Wij onderscheiden 3 hoofdcategorieën waarin de transities zich kunnen manifesteren:
- Als je een project gaat beëindigen, of jouw deelname daaraan gaat beëindigen, is het zaak dat je middels een goede voorbereiding dit moeilijke proces in goede banen weet te leiden alvorens jouw exit een feit wordt en het project stopt, dan wel overgedragen wordt aan de Zambiaanse partner(s) die een dergelijke verantwoordelijkheid aankunnen.
- Het kan ook zijn, dat het project weliswaar doorgaat, maar op een heel andere, moderne leest geschoeid wordt, waarbij jouw participatie wel doorgaat, maar op een heel andere manier.

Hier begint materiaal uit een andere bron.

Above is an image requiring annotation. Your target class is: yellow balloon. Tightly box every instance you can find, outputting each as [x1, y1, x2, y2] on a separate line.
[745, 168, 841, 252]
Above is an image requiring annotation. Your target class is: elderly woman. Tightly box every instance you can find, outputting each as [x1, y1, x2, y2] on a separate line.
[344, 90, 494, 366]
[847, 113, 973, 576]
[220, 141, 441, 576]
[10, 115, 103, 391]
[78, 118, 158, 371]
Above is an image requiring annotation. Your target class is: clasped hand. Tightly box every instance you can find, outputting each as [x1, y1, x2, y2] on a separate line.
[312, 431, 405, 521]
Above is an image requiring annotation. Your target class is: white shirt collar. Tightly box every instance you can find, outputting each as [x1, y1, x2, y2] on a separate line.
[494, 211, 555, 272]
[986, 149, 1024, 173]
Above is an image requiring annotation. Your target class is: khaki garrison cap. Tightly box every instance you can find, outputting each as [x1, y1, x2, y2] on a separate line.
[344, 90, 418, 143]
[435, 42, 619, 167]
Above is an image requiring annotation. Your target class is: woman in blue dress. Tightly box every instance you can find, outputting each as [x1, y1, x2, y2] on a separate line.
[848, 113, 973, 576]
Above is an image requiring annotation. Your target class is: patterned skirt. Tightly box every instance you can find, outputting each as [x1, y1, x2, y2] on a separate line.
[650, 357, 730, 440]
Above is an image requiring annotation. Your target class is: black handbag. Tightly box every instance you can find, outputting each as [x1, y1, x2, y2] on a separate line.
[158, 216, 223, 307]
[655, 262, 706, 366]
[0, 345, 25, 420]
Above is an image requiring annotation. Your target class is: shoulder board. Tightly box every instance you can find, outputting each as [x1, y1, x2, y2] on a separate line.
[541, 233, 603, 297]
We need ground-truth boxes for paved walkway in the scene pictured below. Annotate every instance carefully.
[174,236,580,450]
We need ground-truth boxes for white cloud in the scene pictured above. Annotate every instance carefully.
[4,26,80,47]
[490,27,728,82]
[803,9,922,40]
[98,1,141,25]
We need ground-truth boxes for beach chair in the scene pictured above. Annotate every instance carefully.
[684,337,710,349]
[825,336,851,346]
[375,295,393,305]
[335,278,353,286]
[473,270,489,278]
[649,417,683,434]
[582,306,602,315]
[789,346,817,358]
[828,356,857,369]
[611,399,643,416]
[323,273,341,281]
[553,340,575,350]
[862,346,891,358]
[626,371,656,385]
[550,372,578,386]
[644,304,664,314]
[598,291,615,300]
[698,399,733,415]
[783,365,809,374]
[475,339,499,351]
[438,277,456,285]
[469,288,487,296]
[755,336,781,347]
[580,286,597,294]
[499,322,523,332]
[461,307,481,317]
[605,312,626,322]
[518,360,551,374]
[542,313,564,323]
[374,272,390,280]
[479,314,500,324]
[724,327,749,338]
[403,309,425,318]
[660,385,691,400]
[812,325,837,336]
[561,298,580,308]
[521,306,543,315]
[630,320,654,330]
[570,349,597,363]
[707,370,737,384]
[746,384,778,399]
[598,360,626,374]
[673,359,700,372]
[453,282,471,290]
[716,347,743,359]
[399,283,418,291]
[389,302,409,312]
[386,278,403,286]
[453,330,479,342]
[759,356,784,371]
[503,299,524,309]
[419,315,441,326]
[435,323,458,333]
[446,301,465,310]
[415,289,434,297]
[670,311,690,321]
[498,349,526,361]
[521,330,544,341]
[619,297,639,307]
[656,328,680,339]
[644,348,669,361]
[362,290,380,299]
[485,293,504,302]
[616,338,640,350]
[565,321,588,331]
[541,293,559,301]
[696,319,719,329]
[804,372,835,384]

We spraken al vaker van de transitie van een traditionele hulpverlening, naar een vorm van ontwikkelingswerk die veel autonomer door de Zambianen geleid en gestuurd wordt vanuit hun eigen verantwoordelijkheid en zoveel mogelijk met hun eigen middelen en fondswerving. We spraken vaak van een partnership samenwerking die meer via een samen overeengekomen business model/plan verloopt.
- Als een derde optie zie ik nieuwe projecten, die die transitie a.h.w. in hun voorbereiding en afstemming al gemaakt hebben en meteen op een nieuwe leest een nieuw project starten. Jonge deelnemers op de Zambiadag in Eindhoven gaven hiervan voorbeelden. In wezen ligt die basis ook, op een heel eigen manier, bij de projecten van Kambisa!BeHeard (waarmee Desh Chisukulu en Klaartje Jaspers gestart zijn) en bij Jacana( waar Rik Haanen en Dinie Nijssen mee doende zijn). De exit, dan wel transitieprocedure is daar al vooraf aangegeven zelfs.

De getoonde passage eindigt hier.